NSF was the first federal agency to fund nanoscience and engineering projects. Through continued investment NSF supports nano-oriented centers and networks across the country as they discover the fundamental mechanisms driving activity at extremely tiny dimensions. This research promises a better understanding of nature, the development of novel products, improved efficiency in manufacturing, sustainable development and better healthcare. NSF also serves as the focal point for helping coordinate U.S. nanotechnology policy.
Accelerating drug pipeline
Nanosensors able to discern drug-induced physical and chemical changes on a cell's surface allow for more rapid screening of drug compounds, identifying effective new drug components in minutes rather than months.

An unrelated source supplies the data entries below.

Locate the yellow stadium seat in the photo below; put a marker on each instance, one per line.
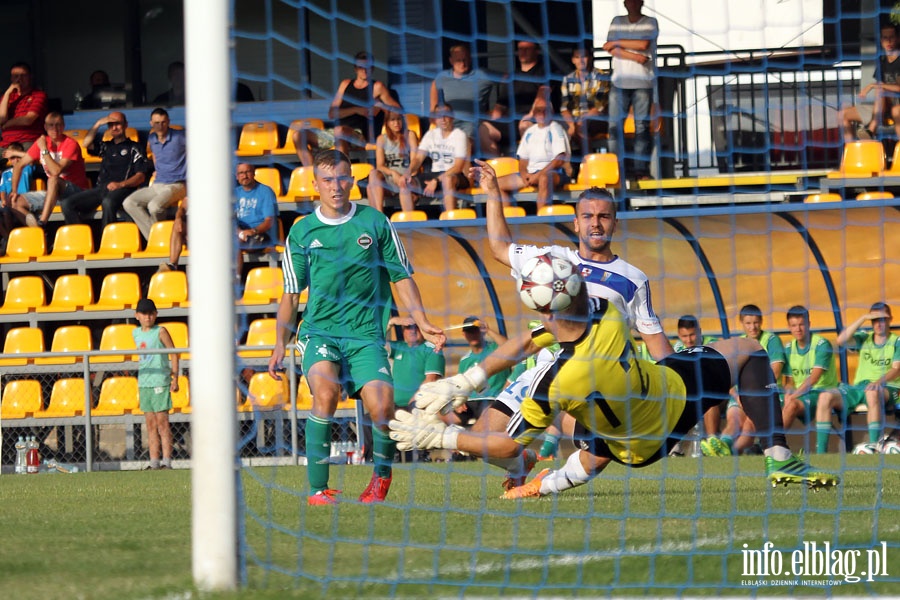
(817, 198)
(878, 195)
(119, 240)
(21, 398)
(118, 292)
(262, 332)
(116, 337)
(555, 210)
(504, 165)
(264, 285)
(409, 215)
(271, 177)
(266, 393)
(118, 396)
(359, 171)
(257, 138)
(21, 340)
(300, 186)
(297, 125)
(864, 158)
(24, 245)
(458, 214)
(158, 243)
(169, 289)
(181, 400)
(66, 399)
(600, 170)
(23, 295)
(71, 340)
(70, 293)
(71, 242)
(178, 331)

Increasing communications capacity
By embedding lasers a few nanometers in silicon, developers can fabricate nanoscale photonic circuits for ultra-small devices that harness light. These devices offer the possibility of transmitting data at speeds and capacities unattainable with electronics.
Nano-engineered materials make superior household products such as stain removers, specialized paints and air filters. Incorporating nanoscale materials into clothing offers the possibility of "smart fabrics" with flexible sensors to monitor everything from health to energy use. Cars, trucks and boats made of lightweight nanomaterials could lead to significant fuel savings.